Establishment of the human virome

Timing of the first microbial colonization

The timing of virome establishment is linked to the question of establishment of the microbiome as a whole in human neonates and infants. Historically, the inability to culture microorganisms from samples from healthy deliveries has supported the idea that neonates are usually born sterile. Starting in 2014, several studies using metagenomic sequencing were carried out, leading to the proposal of a microbiome in the placenta, amniotic fluid and even the fetus, implying that microbial colonization may start in utero79,80,81,82,83. However, multiple recent studies have indicated that these detections of microorganisms are likely to be false positives due to experimental contamination, and that no placental microbiome is present before rupture of membranes and delivery84,85,86,87,88. This raises the question of when viral colonization takes place in human neonates. Vertical transmission of pathogenic viruses during pregnancy has been well documented for rubella virus, human cytomegalovirus, herpes simplex viruses, HIV, Zika virus and human papillomavirus (reviewed in refs89,90,91,92). However, these are characteristic of disease states and not health. Virome populations are robust in adults, so the question is when does the virome become established in healthy neonates.

The virome at delivery

An early study of virome colonization sampled meconium shortly after delivery, and failed to find VLPs using epifluorescent microscopy but did report ~108 VLPs per gram at 1 week of life, suggesting that the neonate lacked a virome at birth but was quickly colonized93. In a study of amniotic fluid, no evidence was found for the existence of a virome in healthy pregnancies before delivery86. A later study of neonate stool samples, investigating both RNA and DNA viromes, taken a median of 2.6 days after birth found high diversity in the gut virome, consistent with rapid colonization after delivery50. Another metagenomic study using stool samples collected a median of 37 h after birth again showed high viral diversity, supporting rapid virome acquisition94. A more recent study of VLPs sampled a median of 17 h after birth reported that only 15% of samples were positive49. Thus, the picture that emerges is that neonates usually lack a detectable virome at birth, but are rapidly colonized after rupture of membranes and delivery (Fig. 3).
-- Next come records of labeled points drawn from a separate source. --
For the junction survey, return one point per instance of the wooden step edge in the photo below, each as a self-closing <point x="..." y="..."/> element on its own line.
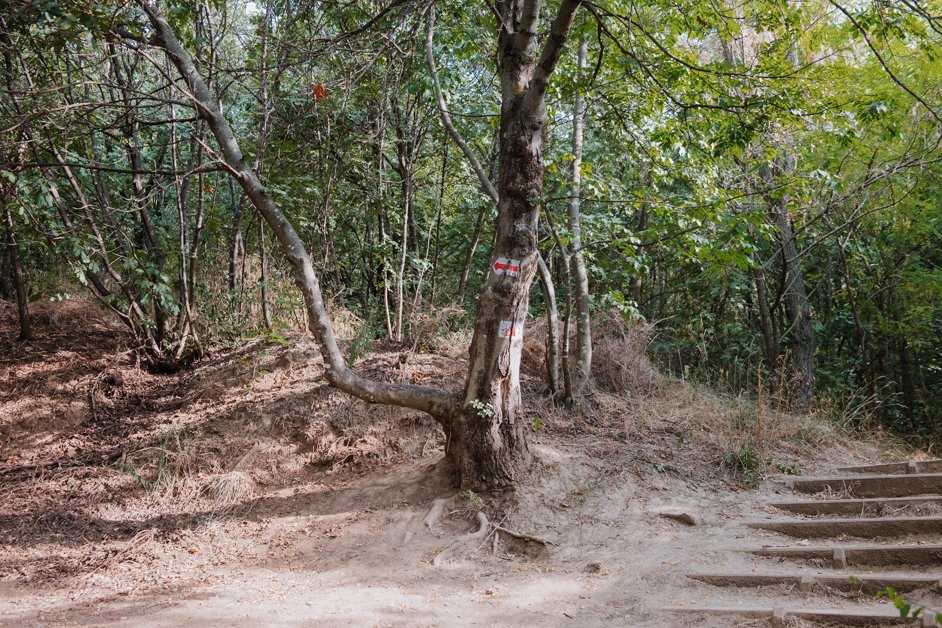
<point x="870" y="527"/>
<point x="870" y="583"/>
<point x="909" y="466"/>
<point x="778" y="614"/>
<point x="846" y="506"/>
Fig. 3: Stepwise assembly of the paediatric virome.
figure 3

Healthy neonates are typically born lacking a gut virome or microbiome. Pioneering bacteria colonize the gut of the neonate, such that infants have a detectable microbiome by month 1 of life. These bacteria commonly harbour integrated prophages, which occasionally induce prophages, providing a first wave of viral particles in the gut. Later, by month 4, more viruses that infect human cells can be detected. Infection with these viruses, some of which can be pathogenic, is inhibited by breastfeeding. Breastfeeding can also alter the types of phages present by altering the proportions of bacteria in the infant gut, which consequently alters the proportions of their phages. The protective effects of breast milk can be conferred by maternal immune cells or various macromolecules. These include maternal antibodies, human milk oligosaccharides, lactoferrin, mucin and gangliosides. The viral groups targeted by each antiviral factor in human breast milk are shown. Supporting references include refs49,111,113,114,115,116,117,118,119,120,121,157. HSV, herpes simplex viruses; RSV, respiratory syncytial virus; SARS-CoV; severe acute respiratory syndrome coronavirus; VZV, varicella zoster virus.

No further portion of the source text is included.